Europe-Afrique : une relation plus saine pour des relations économiques fructueuses et profitables
Par Ibrahima DIALLO
17 février 2022 / 15:57

Les attentes sont grandes pour les dirigeants et entrepreneurs des pays africains qui vont prendre part au prochain sommet prévu à Bruxelles ce 17 et 18 février en présence de l’Union Européenne. La clarification sans concession des relations et des modalités de l’action de l’UE tant en termes d’investissements que de coopération contribuera à la réussite commune des deux espaces économiques.

D’ici à 2027, le fond Global Gateway de l’UE veut mobiliser jusqu’à 300 milliards d’euros de fonds publics et privés au profit de projets d’infrastructures à travers le monde, dont plus de 150 milliards d’euros en Afrique.

En partance pour Dakar, pour préparer le sommet de la mi-février, la Présidente de la Commission européenne Ursula von der Leyen a affirmé que « l’Europe est le partenaire le plus fiable de l’Afrique ».

Elle ajoute : « Il faut travailler davantage ensemble pour relever les défis actuels – comme l’impact déjà très réel du changement climatique ou la santé ».

D’abord, la rivalité économique qui s’exerce sur le territoire de l’Afrique entre la Chine, les États-Unis, la Russie de nouveau et l’Union européenne, a des conséquences néfastes pour les africains.

On ne peut reprocher aux entrepreneurs africains de varier leurs partenariats, de tirer parti de cette concurrence. Le succès économique passe par cette diversification et par la combination de ces partenaires.

L’Europe doit accepter cela si elle veut être un partenaire crédible dans le long terme, plutôt que de chercher à discréditer des projets au seul motif que d’autres puissances sont investies dans ceux-là.

Devenir associé, c’est aussi limiter l’influence de son concurrent, et en tout cas il ne peut s’agir pour l’Afrique de choisir un camp. L’objectif est de faire décoller enfin le continent africain.

Il faut souligner que bon nombre de pays en Afrique et institutions doivent progresser vers plus d’État de droit, améliorer de façon continue la lutte contre la corruption.

Cela permettrait de rendre plus efficace le système judiciaire mais aussi de mieux protéger les investisseurs de tout ordre.

L’Europe quant à elle est appelée à s’inscrire dans le développement réel de nos pays. Prenant l’exemple de la République démocratique du Congo, l’électrification est devenue un enjeu primordial puisque moins de 10% de la population a accès à l’électricité ; 1% en milieu rural.

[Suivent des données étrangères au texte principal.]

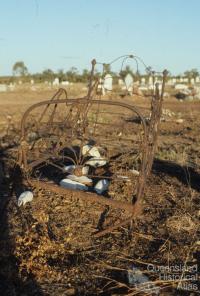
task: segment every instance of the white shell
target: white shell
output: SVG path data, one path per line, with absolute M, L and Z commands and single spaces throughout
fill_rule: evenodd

Pourtant, le potentiel hydroélectrique de la RDC est estimé à plus de 100 gigawatts, ce qui en fait le 3eme potentiel au monde derrière la Russie et la Chine !.

Nous conviendrons que l’exploitation, sérieuse, raisonnée de ce potentiel peut à la fois sortir les populations de la pauvreté et du sous-développement et inscrire le pays dans un développement durable, à même de participer à la lutte contre le réchauffement climatique.

Justement c’est cet enjeu commun que pointe la Présidente de la Commission européenne. Et pourtant, sur le terrain, ce sont souvent les acteurs européens – représentations, acteurs économiques, ONG qui  contrecarrent et ralentissent les projets de développement.

Beaucoup de facteurs empêchent l’Europe d’être pleinement le partenaire fiable qu’elle veut être et dont l’Afrique a réellement besoin.

Une attitude franche de partenaire, une meilleure coordination des actions politiques et économiques et un langage de franchise sont plus qu’indispensables au futur des relations économiques et des co-investissements entre les acteurs européens et les entrepreneurs africains.